In the wake of the worst economic crisis since the Great Depression, Congress dramatically expanded the U.S. government’s oversight of the financial industry to prevent a repeat of the 2008 global banking meltdown.
Donald Trump would likely renew his efforts to scale back those reforms, if elected, as well as pare protections for smallscale investors and borrowers, and allow companies to raise money with less scrutiny, according to the interviews and proposals from groups positioned to influence a new conservative administration.
Sources told Reuters that experts and Trump allies are pitching regulatory rewrites, identifying potential staff and floating ideas on TV, in op-eds and directly to Trump.
Some of the ideas in Trump's current policy orbit have long circulated in conservative economic conversation.

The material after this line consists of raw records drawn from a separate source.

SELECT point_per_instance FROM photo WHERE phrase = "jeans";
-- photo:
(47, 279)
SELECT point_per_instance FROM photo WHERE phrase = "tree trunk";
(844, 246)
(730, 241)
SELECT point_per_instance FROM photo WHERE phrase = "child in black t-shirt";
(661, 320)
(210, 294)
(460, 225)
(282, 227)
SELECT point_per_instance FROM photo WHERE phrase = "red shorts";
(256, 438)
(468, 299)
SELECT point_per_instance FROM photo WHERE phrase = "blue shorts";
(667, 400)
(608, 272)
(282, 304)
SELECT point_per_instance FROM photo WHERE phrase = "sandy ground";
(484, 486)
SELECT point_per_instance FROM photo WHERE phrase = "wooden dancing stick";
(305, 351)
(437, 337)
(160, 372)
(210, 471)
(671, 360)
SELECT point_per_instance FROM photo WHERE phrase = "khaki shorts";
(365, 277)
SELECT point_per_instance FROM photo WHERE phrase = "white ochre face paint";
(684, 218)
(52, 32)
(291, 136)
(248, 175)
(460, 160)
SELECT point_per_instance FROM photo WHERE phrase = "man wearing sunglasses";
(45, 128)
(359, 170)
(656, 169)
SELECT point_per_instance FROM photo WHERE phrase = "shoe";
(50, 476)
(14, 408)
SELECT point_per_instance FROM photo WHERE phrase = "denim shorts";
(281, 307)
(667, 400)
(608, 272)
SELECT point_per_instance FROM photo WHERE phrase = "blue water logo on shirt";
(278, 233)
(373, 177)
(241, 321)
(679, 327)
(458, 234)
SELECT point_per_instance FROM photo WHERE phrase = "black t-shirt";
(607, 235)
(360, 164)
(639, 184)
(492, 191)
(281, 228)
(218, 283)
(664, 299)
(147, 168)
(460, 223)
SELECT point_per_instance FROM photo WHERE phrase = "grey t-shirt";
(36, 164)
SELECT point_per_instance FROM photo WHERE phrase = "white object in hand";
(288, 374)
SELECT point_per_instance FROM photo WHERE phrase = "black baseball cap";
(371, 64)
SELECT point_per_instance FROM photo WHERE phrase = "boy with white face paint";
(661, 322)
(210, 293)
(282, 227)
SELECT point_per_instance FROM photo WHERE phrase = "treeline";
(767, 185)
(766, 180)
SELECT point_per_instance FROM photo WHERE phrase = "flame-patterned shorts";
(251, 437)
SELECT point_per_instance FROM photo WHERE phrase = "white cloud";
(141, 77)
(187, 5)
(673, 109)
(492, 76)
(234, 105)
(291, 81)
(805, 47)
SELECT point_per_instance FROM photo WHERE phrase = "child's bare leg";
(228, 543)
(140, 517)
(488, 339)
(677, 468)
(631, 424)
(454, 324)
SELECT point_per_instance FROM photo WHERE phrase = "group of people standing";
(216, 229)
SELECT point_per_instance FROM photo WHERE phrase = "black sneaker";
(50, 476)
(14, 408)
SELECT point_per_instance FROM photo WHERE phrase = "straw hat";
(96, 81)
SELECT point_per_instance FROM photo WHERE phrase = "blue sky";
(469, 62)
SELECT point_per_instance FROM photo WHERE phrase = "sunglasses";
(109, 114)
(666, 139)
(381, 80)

They include curtailing the Dodd-frank Act, a set of post-2008 financial crisis rules intended to reduce systemic risk. Another idea is to make it easier for private companies to raise capital — in turn opening access to less transparent and more difficult-to-trade private funds and securities.
More recent policy ideas include attacking environmental, social and governance investments and disclosures, which help screen businesses based on socially conscious factors, or potential dramatic cuts to staff at regulators through a mechanism known as Schedule F, which would reclassify up to 50,000 civil servants across the government as easily-replaceable political appointees.
Karoline Leavitt, national press secretary for the Trump campaign, said Trump had success in peeling back regulations during his administration.
The Trump administration, with mixed success, worked to reverse a range of Obama-era rules, such as those that eased regulations for Wall Street banks or “fiduciary” rules for brokers.